LOGIN_URL = 'http://example.com/login'
COUPON_URL = 'http://example.com/coupons'
COUPON_TARGET_URL = 'http://example.com/coupons/123'


class CouponSpider:

    def __init__(self):
        self.session = requests.Session()
        self.session.cookies = CookieJar()

    def login(self, username, password):
        data = {'username': username, 'password': password}
        self.session.post(LOGIN_URL, data=data)
        print('Login success')

        # 查看Cookie信息
        for cookie in self.session.cookies:
            print(cookie.name + ': ' + cookie.value)

    def grab_coupon(self):
        response = self.session.get(COUPON_URL)
        html = response.content.decode('UTF-8')

        soup = BeautifulSoup(html, 'html.parser')
        target_element = soup.find('a', href=COUPON_TARGET_URL)
        target_url = urllib.parse.urljoin(COUPON_URL, target_element['href'])

        response = self.session.get(target_url)
        print(response.content.decode('UTF-8'))
        print('Grab coupon success')


if __name__ == '__main__':
    spider = CouponSpider()
    spider.login('username', 'password')
    spider.grab_coupon()

优化后的代码:

import requests
from http.cookiejar import CookieJar
from bs4 import BeautifulSoup
import urllib.parse

LOGIN_URL = 'http://example.com/login'
COUPON_URL = 'http://example.com/coupons'
COUPON_TARGET_URL = 'http://example.com/coupons/123'


class CouponSpider:

    def __init__(self):
        self.session = requests.Session()
        self.session.cookies = CookieJar()

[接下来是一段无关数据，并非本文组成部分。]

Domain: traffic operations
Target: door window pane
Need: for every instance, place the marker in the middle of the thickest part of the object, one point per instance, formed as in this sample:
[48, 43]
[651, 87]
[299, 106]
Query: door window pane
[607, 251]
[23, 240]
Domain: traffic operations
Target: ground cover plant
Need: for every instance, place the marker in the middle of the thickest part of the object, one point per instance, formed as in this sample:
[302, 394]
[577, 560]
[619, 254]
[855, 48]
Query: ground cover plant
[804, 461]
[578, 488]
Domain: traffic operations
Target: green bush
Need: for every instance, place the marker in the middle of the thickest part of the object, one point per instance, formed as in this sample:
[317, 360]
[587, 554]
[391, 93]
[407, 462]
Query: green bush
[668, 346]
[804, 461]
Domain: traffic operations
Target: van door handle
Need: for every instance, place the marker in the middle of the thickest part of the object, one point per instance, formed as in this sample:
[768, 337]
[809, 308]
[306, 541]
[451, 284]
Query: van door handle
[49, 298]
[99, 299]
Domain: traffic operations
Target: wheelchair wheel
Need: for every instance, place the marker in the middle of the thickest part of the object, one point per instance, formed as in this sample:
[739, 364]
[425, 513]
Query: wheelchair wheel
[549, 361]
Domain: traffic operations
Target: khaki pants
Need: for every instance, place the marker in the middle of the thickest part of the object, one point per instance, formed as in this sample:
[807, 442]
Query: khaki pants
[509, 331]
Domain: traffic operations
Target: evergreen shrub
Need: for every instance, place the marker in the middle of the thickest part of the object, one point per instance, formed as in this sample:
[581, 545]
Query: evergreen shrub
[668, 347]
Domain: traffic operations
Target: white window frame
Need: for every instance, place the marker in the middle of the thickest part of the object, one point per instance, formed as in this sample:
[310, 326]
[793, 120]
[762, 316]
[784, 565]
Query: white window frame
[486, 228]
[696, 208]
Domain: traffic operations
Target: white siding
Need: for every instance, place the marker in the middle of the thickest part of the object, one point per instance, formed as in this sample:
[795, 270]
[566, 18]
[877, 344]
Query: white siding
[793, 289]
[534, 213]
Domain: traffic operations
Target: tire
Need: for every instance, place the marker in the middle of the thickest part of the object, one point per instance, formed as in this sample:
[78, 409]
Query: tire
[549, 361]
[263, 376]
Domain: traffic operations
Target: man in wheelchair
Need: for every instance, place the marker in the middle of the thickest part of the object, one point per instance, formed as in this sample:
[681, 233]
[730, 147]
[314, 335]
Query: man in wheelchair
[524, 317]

    def login(self, username, password):
        data = {'username': username, 'password': password}
        response = self.session.post(LOGIN_URL, data=data)
        if response.status_code == 200:
            print('Login success')
        else:
            print('Login failed')

        # 查看Cookie信息
        for cookie in self.session.cookies:
            print(cookie.name + ': ' + cookie.value)

    def grab_coupon(self):
        response = self.session.get(COUPON_URL)
        if response.status_code == 200:
            html = response.content.decode('UTF-8')
            soup = BeautifulSoup(html, 'html.parser')
            target_element = soup.find('a', href=COUPON_TARGET_URL)
            if target_element:
                target_url = urllib.parse.urljoin(COUPON_URL, target_element['href'])
                response = self.session.get(target_url)
                if response.status_code == 200:
                    print(response.content.decode('UTF-8'))
                    print('Grab coupon success')
                else:
                    print('Failed to grab coupon')
            else:
                print('Coupon not found')
        else:
            print('Failed to access coupon page')


if __name__ == '__main__':
    spider = CouponSpider()
    spider.login('username', 'password')
    spider.grab_coupon()

修改说明:

在login方法中，根据响应状态码判断登录是否成功。
在grab_coupon方法中，根据响应状态码判断访问页面和抢购优惠券是否成功。
对可能出现的None对象进行判断，避免程序因为找不到目标元素而出错。
修改了部分输出信息，更加直观。

通过这些优化，代码更加稳定可靠，能够更好地处理各种错误情况，提高爬虫的成功率。